Sejamos honestos, isto acontece com muita frequência: você acorda de manhã e não se sente inspirado a fazer nada. Você inicia a prática e não se sente inspirado. Apenas sentar e praticar guru-yoga, imaginar as três luzes vindo em sua direção - isso não toca muito seu corações, não o ajuda muito. E ainda tem o "blá blá blá" em tibetano. O nível do sutra é para nos ajudar a lembrar das qualidades do guru, de modo que sintamos algo, e assim, quando fizermos uma prática do nível do tantra, com as visualizações e assim por diante, ela realmente vai tocar nosso coração, vamos realmente obter algum benefício. Caso contrário, - eu mencionei antes, Khandro Rinpoche diz que é apenas entretenimento espiritual – só estamos sentados e nos entretendo com uma bela visualização. Quanta diversão! Mas não nos toca.

Isso nos leva a um tópico totalmente diferente, e que eu acho muito relevante para a questão do guru-yoga, que é o fato de muitos de nós temos dificuldades com sentimentos. Ou nossos sentimentos estão bloqueados e não sentimos nada, ninguém consegue tocar nosso coração; ou, por outro lado, somos excessivamente emocionais ou devocionais, e nos deixamos dominar por esses sentimentos ao ponto de não conseguirmos usar direito o nosso discernimento. Nos deixamos levar, e muitas vezes esses sentimentos são baseados em projeções, em fantasias, não refletem a situação real. Então, para evitar esses problemas, precisamos fazer muitas práticas preliminares, muita purificação, gerar força positiva para conseguir superar esses obstáculos, sejamos nós insensíveis ou supersensíveis. Assim, conseguiremos praticar guru-yoga de maneira saudável. Isso não é fácil.

Às vezes ficamos um pouco confusos, pois muitas versões do lam-rim (a tradição do caminho gradual), tratam da relação com o professor espiritual no início do texto e dizem que é a “raiz do caminho”. Mas precisamos entender que a raiz do caminho não é o mesmo que a semente do caminho. A semente é onde se começa, de onde se cresce. A raiz, assim como no caso do guru raiz, é de onde vem o alimento, depois que já nos desenvolvemos até certo ponto. E o contexto dessa apresentação da relação com o guru, no início desses textos, é que eles foram baseados em ensinamentos orais, dados a grupos de monges que já eram extremamente comprometidos com o caminho espiritual, através de votos, e que estavam apenas o revisando, como preparação para receber uma iniciação tântrica.

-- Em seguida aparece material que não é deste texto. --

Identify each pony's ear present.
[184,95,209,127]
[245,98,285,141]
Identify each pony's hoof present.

É por isso que o tópico vem primeiro. E como costuma dizer Sua Santidade o Dalai Lama, essa certamente não é a maneira de ensiná-lo aos ocidentais, particularmente àqueles que entram em um centro de dharma apenas para obter informações. Eles não sabem nada sobre o budismo. Certamente não começamos nesse caminho já vendo o guru como um buda, é melhor fazer isso no final. O Quinto Dalai Lama também deixa bem claro que a maneira como a relação com um mestre espiritual do Mahayana é descrita tem como base o fato da pessoa de já ter refúgio e bodhichitta. Realmente, isso não é para iniciante.

Além disso, conforme eu estava começando a explicar, existem muitos níveis diferentes de professor espiritual. E existem vários que são realmente qualificados para nos dar informações no início do nosso caminho, e é isso que estamos buscando, pois não sabemos nada sobre o budismo, estamos buscando apenas informação. E há pessoas que podem nos explicar um pouco sobre como colocar esses ensinamentos em prática, podem nos contar a experiência delas - em geral, são alunos mais velhos que compartilham sua experiência. Há também aqueles que podem nos ensinar tecnicamente como meditar, como montar um altar, essas coisas, como um instrutor de artes marciais, que apenas nos treina. Mas um verdadeiro professor espiritual é alguém para quem nos voltamos quando estamos prontos para realmente nos comprometermos com o caminho e quando entendemos muito bem o que estamos fazendo.

E o que define nosso professor espiritual, se olharmos para as definições, é o fato de termos tomado votos com ele. Há votos de leigo e monge, votos de bodhisattva e votos tântricos. É aí que você estabelece a relação com o professor espiritual. Não é que você tenha que dizer: "Oh, você é meu professor", e ele diga: "Você é meu discípulo". Não é assim que começamos. E os estágios do professor espiritual também correspondem aos nossos próprios estágios como alunos à medida que nos desenvolvemos. Não há necessidade de se dizer: "Você é o meu professor. Eu sou o seu discípulo.” E, claro, temos que estar prontos para tomar votos. Muitas pessoas os tomam prematuramente, sem estarem maduras e estáveis o suficiente para realmente mantê-los, para saber o que estão fazendo.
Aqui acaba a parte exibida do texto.